If your CFO asks, “What does AI cost us?” and the answer is “it depends,” you are not alone. Token pricing - charging by the language model’s input and output length - is the de facto meter for frontier models, but few teams translate tokens into budget lines they can defend. This guide demystifies tokens, walks through example calculations, and shows how AgentWorks helps operators connect usage to outcomes.

Tokens in plain language

Models process text as tokens, rough subword chunks - not strictly “words.” A short English sentence might be 15–40 tokens; a page of dense prose can be 500–800. Providers bill input tokens (prompt + context you attach) and output tokens (the completion). Retrieval-heavy workflows inflate input tokens because you prepend document snippets.

Why tokens spike silently

Large system prompts duplicated on every call.
Verbose JSON passed between chained agents.
Re-tries on flaky tools that re-send the same context.

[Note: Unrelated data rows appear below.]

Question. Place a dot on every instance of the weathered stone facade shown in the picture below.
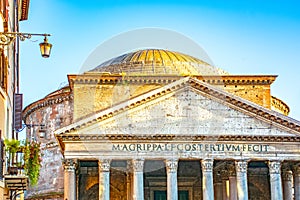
(149, 136)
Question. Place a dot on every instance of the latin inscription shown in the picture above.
(154, 147)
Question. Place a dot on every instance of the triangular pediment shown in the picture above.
(187, 107)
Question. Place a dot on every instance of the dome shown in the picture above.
(157, 62)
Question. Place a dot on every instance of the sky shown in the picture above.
(250, 37)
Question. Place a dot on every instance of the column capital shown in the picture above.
(274, 167)
(224, 174)
(69, 164)
(207, 165)
(138, 165)
(296, 168)
(241, 166)
(231, 170)
(287, 175)
(171, 165)
(104, 165)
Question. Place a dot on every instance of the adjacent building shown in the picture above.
(158, 124)
(11, 12)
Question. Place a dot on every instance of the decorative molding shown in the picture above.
(47, 101)
(231, 100)
(287, 175)
(207, 165)
(138, 165)
(171, 165)
(69, 165)
(104, 165)
(162, 137)
(274, 167)
(231, 169)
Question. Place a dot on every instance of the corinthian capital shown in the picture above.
(207, 165)
(69, 164)
(171, 165)
(241, 166)
(104, 165)
(274, 167)
(138, 165)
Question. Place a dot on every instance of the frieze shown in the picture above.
(252, 108)
(189, 147)
(237, 138)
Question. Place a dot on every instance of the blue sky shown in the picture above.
(241, 37)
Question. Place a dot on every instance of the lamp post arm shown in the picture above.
(7, 37)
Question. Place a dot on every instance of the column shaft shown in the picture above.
(287, 177)
(207, 179)
(296, 170)
(232, 182)
(275, 180)
(104, 188)
(138, 179)
(225, 186)
(172, 189)
(69, 180)
(241, 180)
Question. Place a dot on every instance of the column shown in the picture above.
(69, 179)
(128, 180)
(172, 190)
(138, 179)
(104, 168)
(232, 182)
(296, 170)
(275, 180)
(241, 180)
(287, 178)
(207, 179)
(218, 187)
(225, 186)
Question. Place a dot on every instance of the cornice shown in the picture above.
(176, 138)
(105, 78)
(231, 100)
(47, 101)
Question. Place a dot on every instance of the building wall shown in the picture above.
(53, 116)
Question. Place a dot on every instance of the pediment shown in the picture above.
(184, 109)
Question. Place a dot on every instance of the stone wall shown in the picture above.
(52, 116)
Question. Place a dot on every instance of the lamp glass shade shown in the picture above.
(45, 48)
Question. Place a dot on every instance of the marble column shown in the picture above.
(275, 180)
(172, 189)
(218, 185)
(287, 178)
(232, 182)
(104, 168)
(128, 180)
(207, 179)
(296, 170)
(241, 180)
(138, 179)
(69, 179)
(225, 186)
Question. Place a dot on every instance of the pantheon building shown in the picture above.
(156, 124)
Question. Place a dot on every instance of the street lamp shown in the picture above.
(6, 38)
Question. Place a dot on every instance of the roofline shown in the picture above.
(231, 100)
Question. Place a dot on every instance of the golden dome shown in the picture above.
(157, 62)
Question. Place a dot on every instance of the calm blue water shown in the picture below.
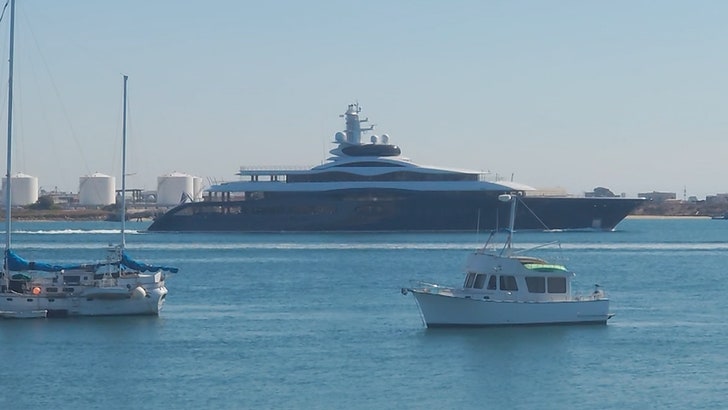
(318, 321)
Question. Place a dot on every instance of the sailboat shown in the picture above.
(118, 285)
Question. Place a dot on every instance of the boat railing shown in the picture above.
(273, 169)
(597, 294)
(430, 287)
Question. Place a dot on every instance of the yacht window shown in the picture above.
(469, 280)
(557, 285)
(508, 283)
(536, 284)
(491, 282)
(480, 281)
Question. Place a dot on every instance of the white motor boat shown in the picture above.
(505, 288)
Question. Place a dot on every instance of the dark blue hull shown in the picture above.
(392, 210)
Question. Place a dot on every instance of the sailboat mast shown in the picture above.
(123, 169)
(8, 197)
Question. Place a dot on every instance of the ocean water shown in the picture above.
(318, 321)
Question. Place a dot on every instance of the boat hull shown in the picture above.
(88, 305)
(449, 311)
(392, 210)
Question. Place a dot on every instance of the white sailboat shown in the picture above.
(117, 286)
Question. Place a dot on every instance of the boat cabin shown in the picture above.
(516, 278)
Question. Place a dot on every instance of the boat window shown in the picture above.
(536, 284)
(508, 283)
(480, 281)
(491, 282)
(469, 280)
(557, 285)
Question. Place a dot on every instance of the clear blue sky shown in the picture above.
(631, 95)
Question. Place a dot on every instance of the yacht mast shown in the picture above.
(10, 140)
(123, 170)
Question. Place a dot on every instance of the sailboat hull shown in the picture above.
(91, 304)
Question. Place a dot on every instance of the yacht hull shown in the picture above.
(392, 210)
(450, 311)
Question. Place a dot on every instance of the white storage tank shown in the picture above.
(197, 185)
(172, 187)
(96, 190)
(23, 189)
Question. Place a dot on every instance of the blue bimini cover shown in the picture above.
(143, 267)
(16, 263)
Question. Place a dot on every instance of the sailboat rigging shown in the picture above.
(119, 285)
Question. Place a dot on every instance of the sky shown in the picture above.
(628, 95)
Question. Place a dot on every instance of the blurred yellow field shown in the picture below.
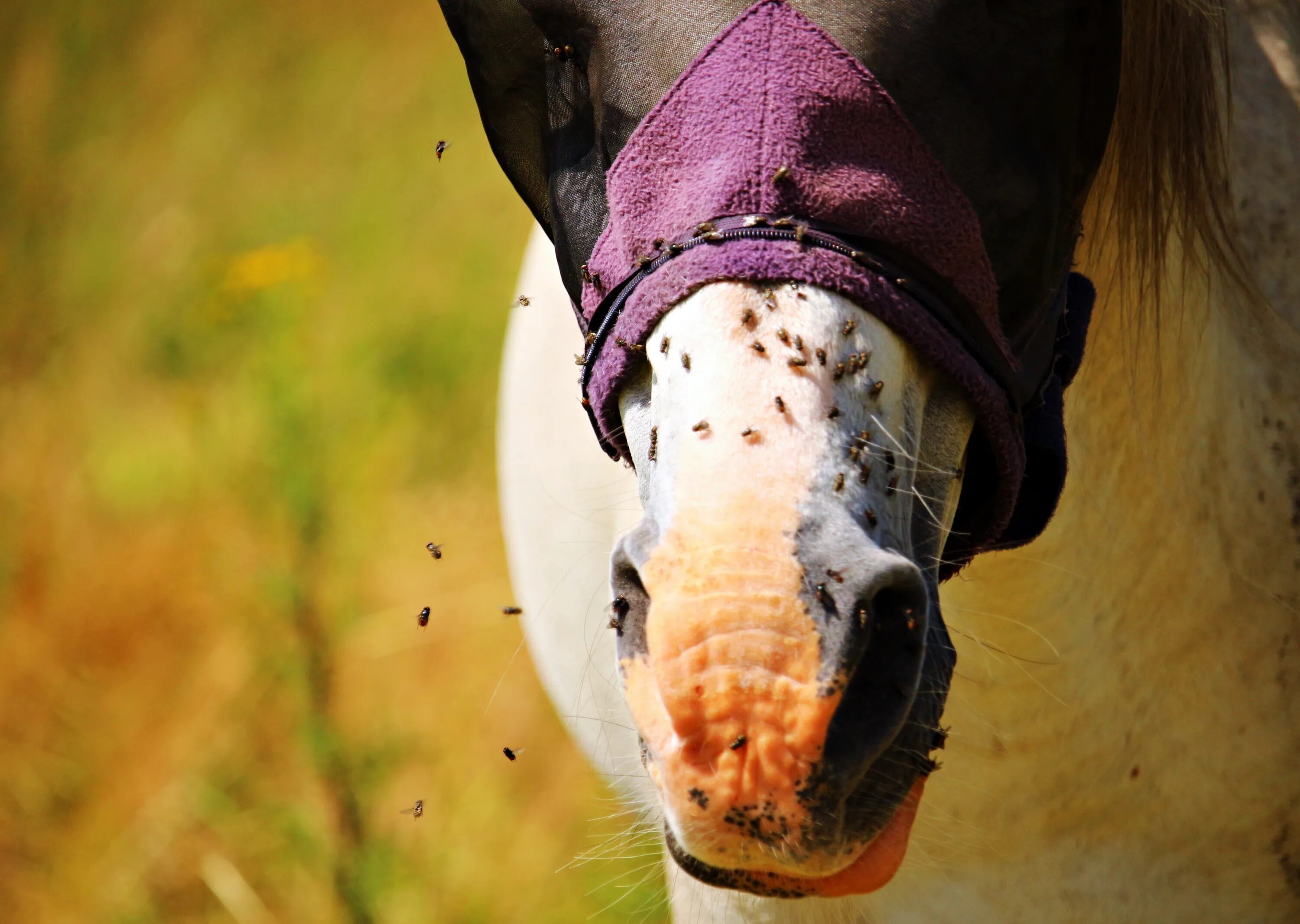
(250, 329)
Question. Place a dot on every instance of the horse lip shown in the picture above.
(874, 867)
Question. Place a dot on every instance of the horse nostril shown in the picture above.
(631, 601)
(879, 666)
(901, 602)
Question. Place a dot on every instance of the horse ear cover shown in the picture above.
(777, 119)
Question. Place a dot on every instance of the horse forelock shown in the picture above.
(1161, 204)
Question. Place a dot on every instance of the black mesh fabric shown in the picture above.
(1014, 97)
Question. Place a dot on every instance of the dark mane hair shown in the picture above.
(1163, 190)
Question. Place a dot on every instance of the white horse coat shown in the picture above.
(1126, 710)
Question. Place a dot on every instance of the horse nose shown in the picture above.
(873, 629)
(762, 701)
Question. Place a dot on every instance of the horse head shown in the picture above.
(821, 259)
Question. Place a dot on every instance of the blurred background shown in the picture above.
(250, 332)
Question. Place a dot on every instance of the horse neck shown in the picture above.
(1157, 614)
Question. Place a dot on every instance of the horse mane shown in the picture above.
(1163, 188)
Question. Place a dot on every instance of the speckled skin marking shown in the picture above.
(1154, 627)
(738, 652)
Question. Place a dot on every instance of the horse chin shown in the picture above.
(779, 648)
(871, 866)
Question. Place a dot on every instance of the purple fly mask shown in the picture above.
(777, 156)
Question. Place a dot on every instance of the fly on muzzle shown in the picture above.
(777, 156)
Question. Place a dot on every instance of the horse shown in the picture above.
(1111, 681)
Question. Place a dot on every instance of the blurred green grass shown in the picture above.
(249, 340)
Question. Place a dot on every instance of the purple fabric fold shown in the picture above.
(774, 117)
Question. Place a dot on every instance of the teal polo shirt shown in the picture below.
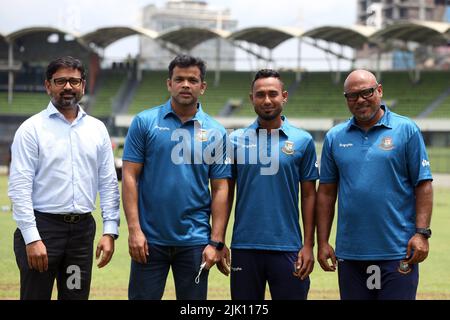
(376, 172)
(174, 196)
(267, 213)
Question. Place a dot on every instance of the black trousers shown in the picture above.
(69, 244)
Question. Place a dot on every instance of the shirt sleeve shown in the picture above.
(328, 170)
(417, 159)
(308, 166)
(134, 148)
(108, 188)
(24, 162)
(221, 167)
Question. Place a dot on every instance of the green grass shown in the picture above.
(111, 282)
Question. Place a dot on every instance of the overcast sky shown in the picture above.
(87, 15)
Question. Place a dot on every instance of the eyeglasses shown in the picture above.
(365, 94)
(61, 82)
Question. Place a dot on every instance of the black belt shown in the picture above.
(67, 217)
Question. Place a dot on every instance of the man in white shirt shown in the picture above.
(61, 158)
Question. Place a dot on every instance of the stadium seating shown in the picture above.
(107, 87)
(24, 103)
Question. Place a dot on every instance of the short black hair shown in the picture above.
(186, 61)
(65, 62)
(267, 73)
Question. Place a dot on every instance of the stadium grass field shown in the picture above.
(111, 282)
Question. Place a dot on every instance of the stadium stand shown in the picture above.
(107, 88)
(152, 91)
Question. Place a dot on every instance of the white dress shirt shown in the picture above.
(58, 167)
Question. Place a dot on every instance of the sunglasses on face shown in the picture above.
(61, 82)
(365, 94)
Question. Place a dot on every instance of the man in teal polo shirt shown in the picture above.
(171, 154)
(272, 161)
(377, 163)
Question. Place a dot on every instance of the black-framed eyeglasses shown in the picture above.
(365, 94)
(61, 82)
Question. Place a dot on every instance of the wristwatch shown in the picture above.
(426, 232)
(219, 245)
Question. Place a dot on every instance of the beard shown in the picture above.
(269, 116)
(66, 100)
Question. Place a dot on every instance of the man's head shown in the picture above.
(268, 95)
(363, 94)
(186, 80)
(65, 81)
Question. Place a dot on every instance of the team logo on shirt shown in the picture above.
(288, 147)
(404, 268)
(202, 135)
(387, 143)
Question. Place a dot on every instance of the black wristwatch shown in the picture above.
(219, 245)
(426, 232)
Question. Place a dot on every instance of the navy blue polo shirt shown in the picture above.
(179, 159)
(376, 172)
(267, 194)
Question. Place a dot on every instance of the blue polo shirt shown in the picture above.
(267, 214)
(174, 197)
(376, 173)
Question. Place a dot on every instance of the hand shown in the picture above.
(105, 246)
(305, 263)
(324, 253)
(138, 246)
(37, 256)
(419, 244)
(212, 256)
(224, 265)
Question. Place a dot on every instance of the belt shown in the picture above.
(67, 217)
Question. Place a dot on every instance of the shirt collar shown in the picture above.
(384, 121)
(284, 126)
(199, 115)
(51, 110)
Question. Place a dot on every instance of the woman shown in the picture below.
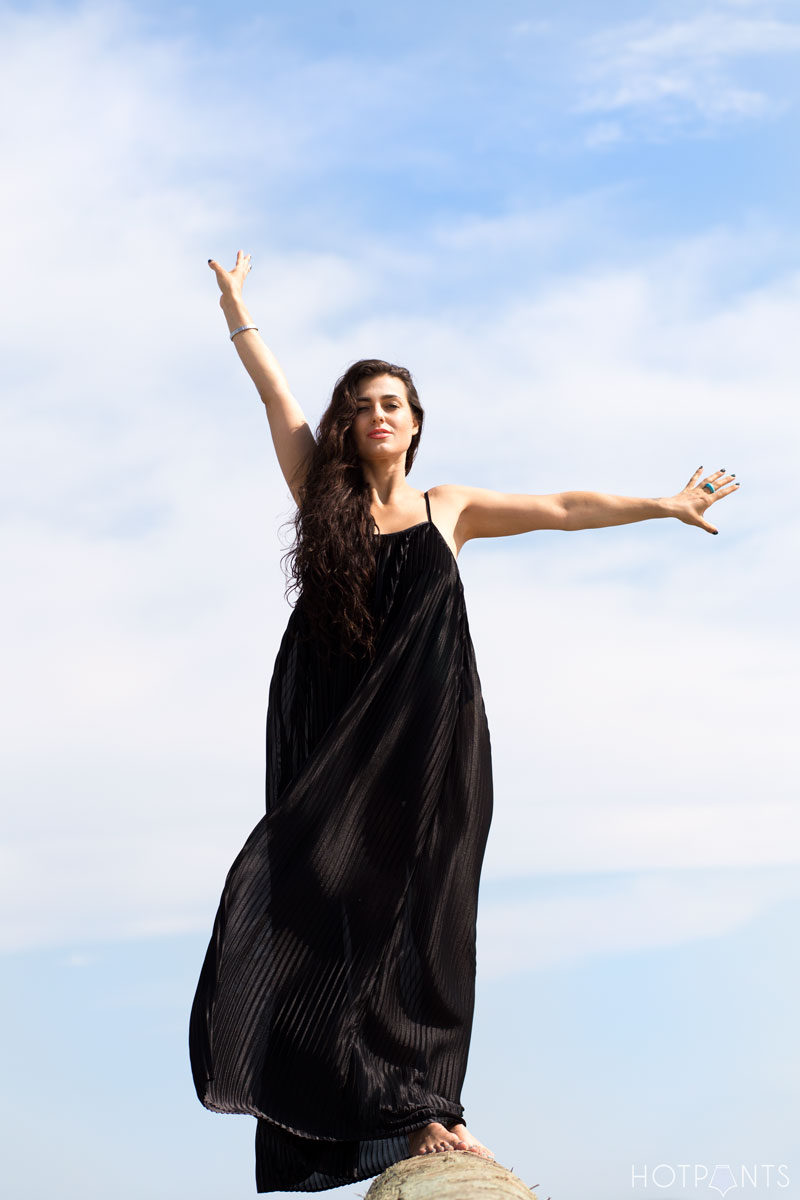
(336, 997)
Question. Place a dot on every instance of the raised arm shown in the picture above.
(292, 435)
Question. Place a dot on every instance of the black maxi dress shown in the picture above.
(335, 1002)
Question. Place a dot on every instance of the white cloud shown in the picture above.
(683, 70)
(639, 913)
(143, 507)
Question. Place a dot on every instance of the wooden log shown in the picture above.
(449, 1175)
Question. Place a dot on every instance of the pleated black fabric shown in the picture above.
(336, 999)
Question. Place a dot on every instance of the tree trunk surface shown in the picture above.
(449, 1175)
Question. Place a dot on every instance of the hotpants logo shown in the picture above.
(721, 1177)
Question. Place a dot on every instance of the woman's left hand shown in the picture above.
(692, 501)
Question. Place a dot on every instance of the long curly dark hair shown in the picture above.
(332, 561)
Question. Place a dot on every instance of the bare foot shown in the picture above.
(433, 1138)
(467, 1141)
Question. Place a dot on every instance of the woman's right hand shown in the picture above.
(230, 282)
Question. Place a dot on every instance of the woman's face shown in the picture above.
(383, 405)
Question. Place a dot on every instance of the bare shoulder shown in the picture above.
(449, 503)
(482, 513)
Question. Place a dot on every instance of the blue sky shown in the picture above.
(577, 226)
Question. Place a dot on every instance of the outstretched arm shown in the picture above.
(290, 431)
(487, 514)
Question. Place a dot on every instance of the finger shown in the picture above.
(725, 491)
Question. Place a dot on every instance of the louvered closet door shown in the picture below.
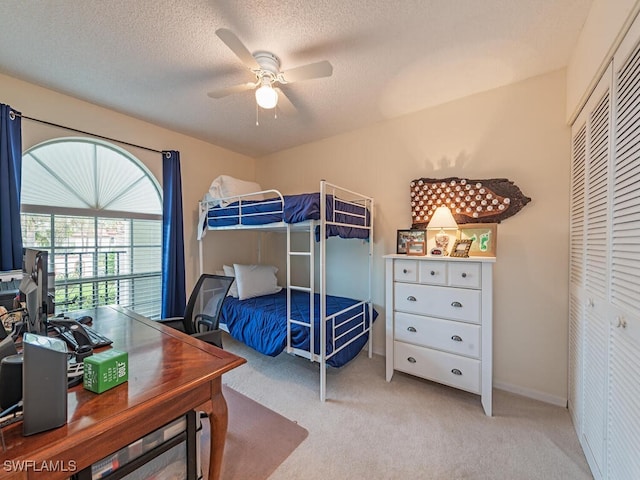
(576, 272)
(624, 371)
(596, 325)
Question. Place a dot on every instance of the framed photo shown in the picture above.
(416, 248)
(485, 236)
(461, 248)
(406, 236)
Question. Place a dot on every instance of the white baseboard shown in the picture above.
(535, 394)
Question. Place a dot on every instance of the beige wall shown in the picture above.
(517, 132)
(200, 161)
(603, 30)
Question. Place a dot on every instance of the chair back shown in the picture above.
(205, 303)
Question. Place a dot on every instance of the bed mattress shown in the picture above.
(261, 323)
(296, 209)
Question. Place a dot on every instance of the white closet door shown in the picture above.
(624, 370)
(596, 325)
(576, 271)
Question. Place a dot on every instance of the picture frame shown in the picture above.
(461, 248)
(417, 248)
(485, 236)
(406, 236)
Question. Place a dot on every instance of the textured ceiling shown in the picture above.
(157, 59)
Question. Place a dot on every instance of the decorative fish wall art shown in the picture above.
(470, 201)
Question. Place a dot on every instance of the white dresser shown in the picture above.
(439, 320)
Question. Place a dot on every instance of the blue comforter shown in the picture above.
(261, 323)
(296, 208)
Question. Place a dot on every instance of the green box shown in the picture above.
(105, 370)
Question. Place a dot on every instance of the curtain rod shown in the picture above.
(51, 124)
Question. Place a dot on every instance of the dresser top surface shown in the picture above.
(401, 256)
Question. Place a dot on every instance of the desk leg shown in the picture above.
(218, 420)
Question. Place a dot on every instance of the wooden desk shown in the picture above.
(170, 373)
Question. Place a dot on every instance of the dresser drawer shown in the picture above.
(465, 274)
(448, 335)
(405, 270)
(453, 370)
(453, 303)
(433, 273)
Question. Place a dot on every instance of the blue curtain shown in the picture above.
(10, 184)
(173, 284)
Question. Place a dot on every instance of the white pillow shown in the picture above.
(233, 289)
(256, 280)
(226, 186)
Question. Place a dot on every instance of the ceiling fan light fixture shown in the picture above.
(266, 96)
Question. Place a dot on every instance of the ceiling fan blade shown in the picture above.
(223, 92)
(237, 47)
(306, 72)
(284, 104)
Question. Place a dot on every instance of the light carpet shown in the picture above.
(406, 429)
(258, 439)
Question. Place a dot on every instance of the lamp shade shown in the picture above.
(266, 96)
(442, 219)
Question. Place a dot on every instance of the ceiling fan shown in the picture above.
(266, 68)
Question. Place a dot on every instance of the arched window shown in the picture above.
(98, 212)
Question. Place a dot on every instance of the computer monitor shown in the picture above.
(35, 290)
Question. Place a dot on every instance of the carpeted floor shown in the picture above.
(409, 428)
(258, 439)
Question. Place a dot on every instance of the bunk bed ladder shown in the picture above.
(309, 254)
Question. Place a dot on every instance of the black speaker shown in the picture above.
(7, 347)
(44, 383)
(10, 381)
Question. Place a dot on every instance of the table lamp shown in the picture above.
(442, 220)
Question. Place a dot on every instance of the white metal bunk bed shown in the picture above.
(336, 205)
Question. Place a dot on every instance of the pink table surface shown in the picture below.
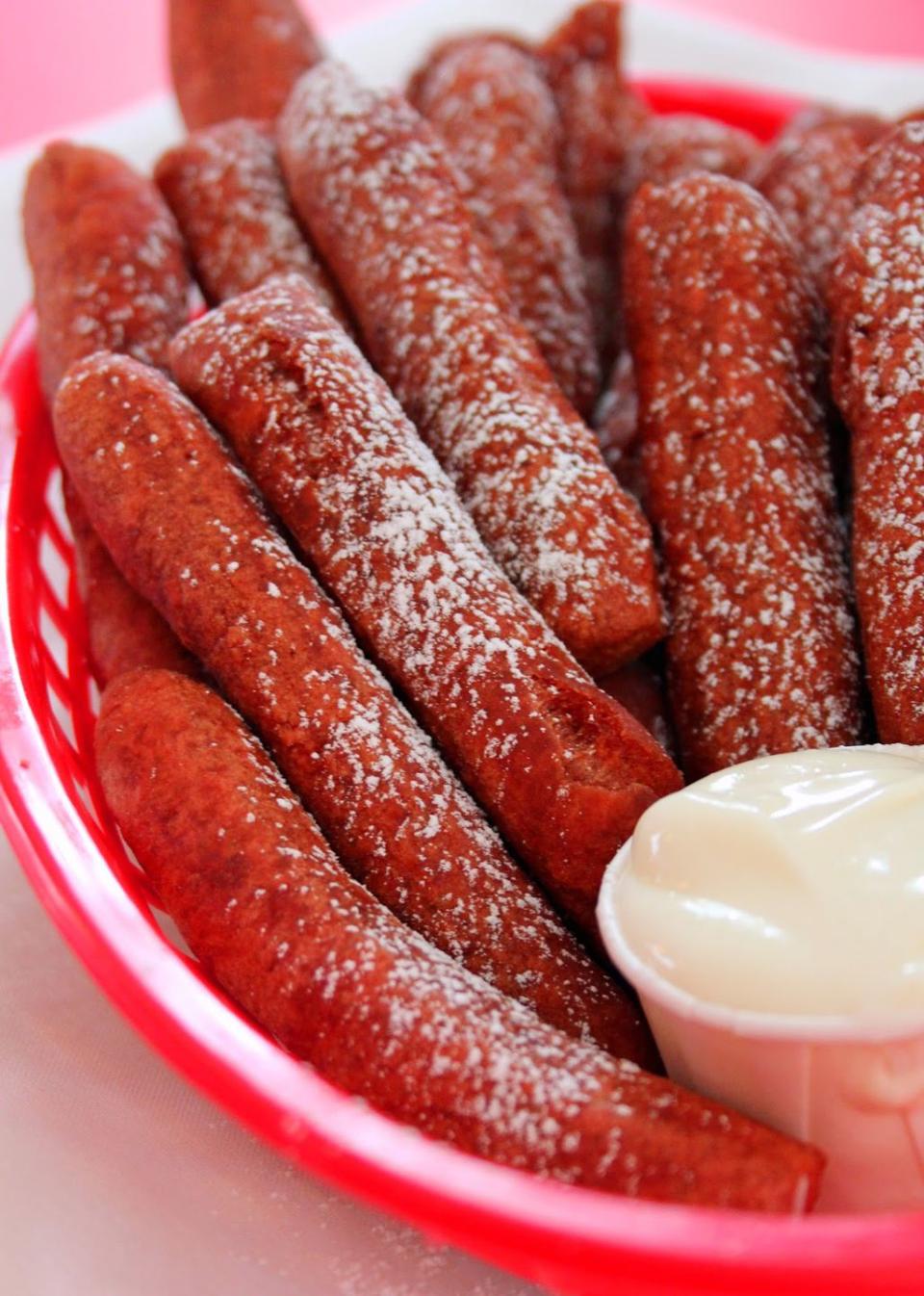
(63, 60)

Worked examples you can copy

Example A - Support macro (short reply)
Input 800 tokens + output 200 tokens at blended effective €0.003 / 1K tokens → about €0.003 per interaction. At 5,000 tickets/month → ~€15 in model variable cost before platform fees - tiny compared to labor, but measurable.

Example B - Research + long draft pipeline
Input 6,000 tokens + output 1,500 tokens per run at €0.006 / 1K blended → ~€0.045 per article. One hundred articles/month → ~€4.50 variable - again modest until you add image tools, embeddings, or multiple retries.

Example C - High-context RAG
If each query ships 12k tokens of retrieved text, your input side dominates. Cutting chunk size 20% can save more than swapping models - a reminder to optimize architecture, not only unit price.

How AgentWorks surfaces real-time costs

AgentWorks focuses on per-template and per-run visibility so owners can see which workflows consume tokens and how approvals affect throughput. Pair that discipline with Token Pricing Explained: Calculate Your AI Costs when you socialize numbers internally.

Budgeting tips that actually stick

Attach monthly caps per workspace or template.
Separate sandbox spend from production keys.
Review top 10 expensive runs weekly for the first quarter after launch.

Negotiating vendor bills beyond tokens

Remember egress, storage, embeddings, and tool calls (search APIs, CRM writes). A token bill is only one line in the spreadsheet. For packaging comparisons - including bundled assistants versus standalone platforms - see Copilot vs AgentWorks.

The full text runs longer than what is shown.